AB'ye katılım sürecinin devam ettiği Türkiye'de, yatırım çekiciliğini artırmak için politik istikrarın sürdürülmesi, yurtdışındaki ülke imajının iyileştirilmesi ve Avrupa ekonomik düzenleme standartlarına uyulması gerekiyor. Ayrıca, idari prosedürlerin esnekleştirilmesi, eğitim sisteminin ve yaşam kalitesinin iyileştirilmesi konularının önemine de dikkat çekiliyor.

Güney Doğu Avrupa daha cazip
Türkiye'nin yanı sıra, Orta Avrupa'ya rakip olarak gelişen Romanya, Yunanistan, Bulgaristan, Güney Kıbrıs Rum Kesimi, Hırvatistan, Sırbistan ve Bosna-Hersek' in de değerlendirildiği raporda, Güney Doğu Avrupa yatırım çekiciliğinin oldukça yükseldiği ve geleceğine daha çok güven duyulduğu vurgulanıyor.

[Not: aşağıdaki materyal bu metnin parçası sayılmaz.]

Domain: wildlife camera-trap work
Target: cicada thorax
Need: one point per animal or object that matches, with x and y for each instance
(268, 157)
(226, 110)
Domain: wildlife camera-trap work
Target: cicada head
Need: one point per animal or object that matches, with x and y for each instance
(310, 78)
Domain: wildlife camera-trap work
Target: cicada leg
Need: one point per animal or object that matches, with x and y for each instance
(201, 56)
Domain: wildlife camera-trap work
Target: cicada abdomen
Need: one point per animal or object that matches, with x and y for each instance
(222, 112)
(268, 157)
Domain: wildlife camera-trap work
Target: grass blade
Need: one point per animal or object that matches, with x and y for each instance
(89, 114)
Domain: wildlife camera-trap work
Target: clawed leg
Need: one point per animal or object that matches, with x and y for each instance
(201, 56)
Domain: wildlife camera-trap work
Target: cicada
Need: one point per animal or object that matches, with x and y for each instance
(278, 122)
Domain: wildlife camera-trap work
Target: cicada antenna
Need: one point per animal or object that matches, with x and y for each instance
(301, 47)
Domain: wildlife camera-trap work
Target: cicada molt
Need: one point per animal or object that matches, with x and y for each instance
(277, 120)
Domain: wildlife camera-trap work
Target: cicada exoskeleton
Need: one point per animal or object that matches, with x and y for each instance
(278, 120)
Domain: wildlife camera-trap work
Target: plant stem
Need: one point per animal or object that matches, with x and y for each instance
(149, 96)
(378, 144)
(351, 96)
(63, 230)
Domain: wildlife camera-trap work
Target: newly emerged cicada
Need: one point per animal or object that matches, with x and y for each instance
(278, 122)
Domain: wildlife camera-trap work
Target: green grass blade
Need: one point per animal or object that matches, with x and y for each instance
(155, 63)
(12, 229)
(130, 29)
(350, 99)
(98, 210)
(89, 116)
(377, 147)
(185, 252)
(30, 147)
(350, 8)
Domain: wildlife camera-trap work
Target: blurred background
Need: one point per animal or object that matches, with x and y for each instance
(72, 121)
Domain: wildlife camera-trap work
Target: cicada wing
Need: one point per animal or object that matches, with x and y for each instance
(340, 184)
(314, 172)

İş bilincinin yetersizliğine rağmen bölge ülkeleri muhtemel yatırımlar için cazip bulunuyor ve Orta Avrupa ile farkın kapanmakta olduğu görülüyor. Orta Avrupa yatırım çekiciliğinde %2 düşüş gözlenirken, Güney Doğu Avrupa ülkeleri %4 artış gösteriyor. Doğrudan yabancı yatırımlar Batı ve Orta Avrupa'da %2–3 artarken, Güney Doğu Avrupa bölgesinde %18lik bir artış gösteriyor.

Araştırmaya katılanların %67si, Güney Doğu Avrupa'da yatırımların geliştiğini düşünüyor. Aynı zamanda, katılanların %83ü AB üyeliğinin, yatırım düşünülen pazarlarda büyük öneme sahip olduğunu vurguluyor. Öte yandan Güney Doğu Avrupa ülkeleri, işçilik maliyeti, iş yasalarının esnekliği ve verimlilik artışı açısından genel anlamda güçlü bir imaja sahip.

Yabancı yatırımcı için tehdit;  'maliyet artışı'
Raporda Güney Doğu Avrupa, emek-yoğun; imalat faaliyetlerinde açık farkla en çekici bölge olarak nitelendiriliyor. Buna karşın Ar-Ge olanaklarının kalitesi ve altyapının yetersizliğine dikkat çekilen raporda, maliyetlerdeki artışın tehdit olarak algılandığı sonucuna varıyor. Bu nedenle, bilgi tabanlı yatırımlar olumsuz etkileniyor. Anket katılımcıların %50si, bunu durumu kayda değer bir tehdit olarak görüyor.